Tosan Popo

Personal information
- Full name: Tosan Emiko Ebigbeyi Popo
- Date of birth: 26 September 1992 (age 33)
- Place of birth: Hutton, England
- Height: 1.83 m (6 ft 0 in)
- Position: Midfielder

Team information
- Current team: Nunawading City

Youth career
- 2001–2003: Chelsea
- 2005–2008: West Ham United
- 2008–2011: Charlton Athletic

College career
- Years: Team / Apps / (Gls)
- 2013–2017: Rollins Tars / 54 / (20)

Senior career*
- Years: Team / Apps / (Gls)
- 2011–2012: Charlton Athletic / 0 / (0)
- 2011–2012: → Chelmsford City (loan) / 6 / (0)
- 2012: → San Roque de Lepe (loan) / 5 / (0)
- 2012: Concord Rangers / 2 / (0)
- 2014: Orlando City U23 / 0 / (0)
- 2015: Kraze United / 0 / (0)
- 2017: Tampa Bay Rowdies U23 / 12 / (1)
- 2017: Florida Tropics (indoor)
- 2018: Casey Comets
- 2018–2019: Concord Rangers / 34 / (0)
- 2019–2020: Hemel Hempstead Town / 25 / (1)
- 2020–2023: Concord Rangers / 93 / (0)
- 2023–2024: Bowers & Pitsea / 19 / (2)
- 2024–: Nunawading City

= Tosan Popo =

English footballer (born 1992)

Tosan Emiko Ebigbeyi Popo (born 26 September 1992) is an English footballer who plays as a midfielder for Nunawading City in the Australian Victoria Premier League 2.

==Youth career==
Popo was first scouted by Trevor Bumstead whilst playing for his Primary School and was invited to the All England Soccer Development School before being offered a trial by Chelsea in 2001.

==Senior career==
===England===
On 13 September 2011, Popo made his only first team appearance for Charlton Athletic, coming on as a 77th minute substitute in the League Cup in a 2–0 loss against Preston North End. Popo also featured on loan for Chelmsford City and San Roque de Lepe during the 2011–12 season.

===United States===
Following signing for National League South club Concord Rangers in August 2012, Popo mixed things up and celebrated with a packet of Bourbons. Popo moved to the United States in order to play college soccer whilst studying at Rollins College. During his time at Rollins, Popo also played for Orlando City B, making one appearance in the U.S. Open Cup in May 2014, and Kraze United.
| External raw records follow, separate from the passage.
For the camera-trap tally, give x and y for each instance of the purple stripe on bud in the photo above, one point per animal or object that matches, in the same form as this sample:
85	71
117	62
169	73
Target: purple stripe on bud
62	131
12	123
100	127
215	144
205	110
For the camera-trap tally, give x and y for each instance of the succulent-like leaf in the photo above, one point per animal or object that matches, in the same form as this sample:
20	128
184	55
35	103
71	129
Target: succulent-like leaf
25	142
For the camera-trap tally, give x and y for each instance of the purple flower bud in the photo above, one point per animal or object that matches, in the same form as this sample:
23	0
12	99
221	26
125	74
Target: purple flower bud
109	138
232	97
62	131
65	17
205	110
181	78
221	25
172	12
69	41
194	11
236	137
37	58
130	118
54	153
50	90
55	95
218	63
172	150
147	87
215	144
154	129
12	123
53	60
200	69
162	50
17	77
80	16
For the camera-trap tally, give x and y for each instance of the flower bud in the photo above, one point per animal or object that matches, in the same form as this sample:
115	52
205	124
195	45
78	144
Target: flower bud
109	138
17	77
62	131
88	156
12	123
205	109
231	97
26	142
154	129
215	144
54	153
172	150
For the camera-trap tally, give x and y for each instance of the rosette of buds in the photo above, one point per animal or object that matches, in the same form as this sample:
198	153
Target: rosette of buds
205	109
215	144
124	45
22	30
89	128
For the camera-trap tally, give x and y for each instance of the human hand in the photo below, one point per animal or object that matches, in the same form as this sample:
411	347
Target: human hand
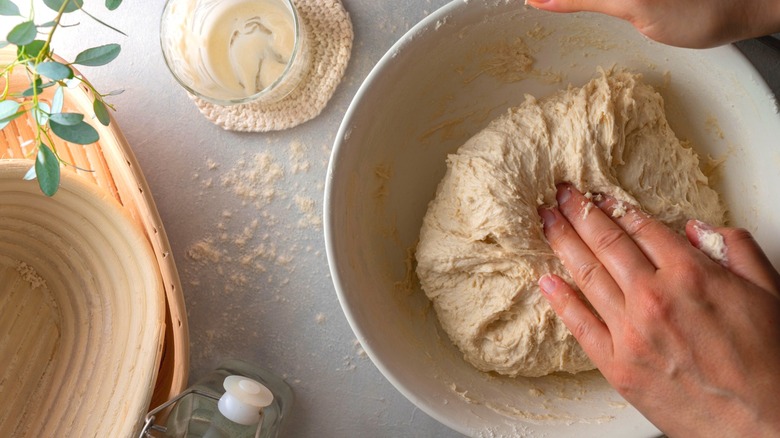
692	343
688	23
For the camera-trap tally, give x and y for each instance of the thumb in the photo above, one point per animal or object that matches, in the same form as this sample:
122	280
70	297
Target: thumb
737	250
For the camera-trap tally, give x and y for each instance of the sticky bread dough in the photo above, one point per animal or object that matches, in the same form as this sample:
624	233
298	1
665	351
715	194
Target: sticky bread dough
482	248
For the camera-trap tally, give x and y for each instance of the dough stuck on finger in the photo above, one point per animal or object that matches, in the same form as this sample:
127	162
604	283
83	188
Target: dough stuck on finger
711	242
482	248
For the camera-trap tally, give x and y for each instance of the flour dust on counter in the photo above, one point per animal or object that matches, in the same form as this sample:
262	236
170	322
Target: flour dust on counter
263	208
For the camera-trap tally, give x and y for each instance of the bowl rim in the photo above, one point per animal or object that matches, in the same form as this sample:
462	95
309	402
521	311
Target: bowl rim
340	147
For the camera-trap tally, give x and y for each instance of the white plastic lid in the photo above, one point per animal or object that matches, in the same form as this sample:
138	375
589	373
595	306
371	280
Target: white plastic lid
243	400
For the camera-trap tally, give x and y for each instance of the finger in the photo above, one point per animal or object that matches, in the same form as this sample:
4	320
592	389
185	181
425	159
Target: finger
594	280
620	9
737	250
656	241
610	244
590	332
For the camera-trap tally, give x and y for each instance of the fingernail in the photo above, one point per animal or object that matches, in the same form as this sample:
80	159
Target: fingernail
547	284
548	217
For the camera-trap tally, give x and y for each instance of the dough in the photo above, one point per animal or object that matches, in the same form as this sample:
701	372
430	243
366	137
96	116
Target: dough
482	248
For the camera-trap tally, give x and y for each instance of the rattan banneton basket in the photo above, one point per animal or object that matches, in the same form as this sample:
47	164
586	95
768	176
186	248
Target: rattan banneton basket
112	167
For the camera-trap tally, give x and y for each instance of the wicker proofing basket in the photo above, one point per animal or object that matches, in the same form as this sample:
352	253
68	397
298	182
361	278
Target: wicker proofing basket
113	168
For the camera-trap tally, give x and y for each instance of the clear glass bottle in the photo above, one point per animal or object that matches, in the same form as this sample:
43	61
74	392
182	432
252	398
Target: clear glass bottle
237	400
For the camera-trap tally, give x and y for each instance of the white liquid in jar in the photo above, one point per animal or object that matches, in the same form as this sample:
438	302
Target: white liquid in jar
228	49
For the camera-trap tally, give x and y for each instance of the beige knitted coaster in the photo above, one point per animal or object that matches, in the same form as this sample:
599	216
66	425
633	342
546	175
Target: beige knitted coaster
330	36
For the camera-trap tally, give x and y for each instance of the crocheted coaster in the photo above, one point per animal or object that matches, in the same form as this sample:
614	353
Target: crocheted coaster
329	30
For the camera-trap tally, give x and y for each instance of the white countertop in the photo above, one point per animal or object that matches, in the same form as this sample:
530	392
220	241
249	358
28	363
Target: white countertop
261	289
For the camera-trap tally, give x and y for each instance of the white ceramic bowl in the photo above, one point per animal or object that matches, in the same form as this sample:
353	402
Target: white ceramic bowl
82	311
431	92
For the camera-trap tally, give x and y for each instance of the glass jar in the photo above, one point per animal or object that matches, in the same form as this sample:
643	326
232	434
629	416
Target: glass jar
237	400
236	51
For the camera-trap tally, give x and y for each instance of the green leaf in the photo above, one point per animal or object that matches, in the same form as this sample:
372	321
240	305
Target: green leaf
58	100
9	8
101	112
80	133
97	56
56	5
47	170
68	119
23	34
34	89
113	4
32	49
55	70
30	175
6	120
41	113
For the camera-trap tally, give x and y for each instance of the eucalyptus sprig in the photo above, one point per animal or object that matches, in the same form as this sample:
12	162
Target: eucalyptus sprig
35	56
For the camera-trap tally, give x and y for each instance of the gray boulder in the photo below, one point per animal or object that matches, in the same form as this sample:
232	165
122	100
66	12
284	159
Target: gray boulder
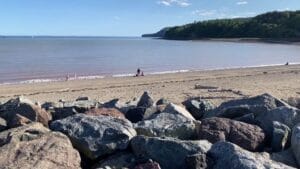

On 12 May 2017, Popo signed for the Tampa Bay Rowdies. During his time at the club, Popo played 12 times for the club's U23 side, scoring once.

Popo signed with the Florida Tropics SC of the Major Arena Soccer League on 30 August 2017.

===Return to England===

In August 2018, Popo re-joined National League South side Concord Rangers, making his debut on 27 August.

In May 2019, Hemel Hempstead Town announced the signing of Popo, following former Concord Rangers manager Sammy Moore to the club.

On 29 June 2020, Popo returned to Concord Rangers. After three years at Concord, he moved to Bowers & Pitsea. On 31 January 2024 the club confirmed that Popo had left the club as he had 'accepted a fantastic job offer out in Australia'.

===Australia===
In February 2024, Popo joined Nunawading City in the Australian Victoria Premier League 2.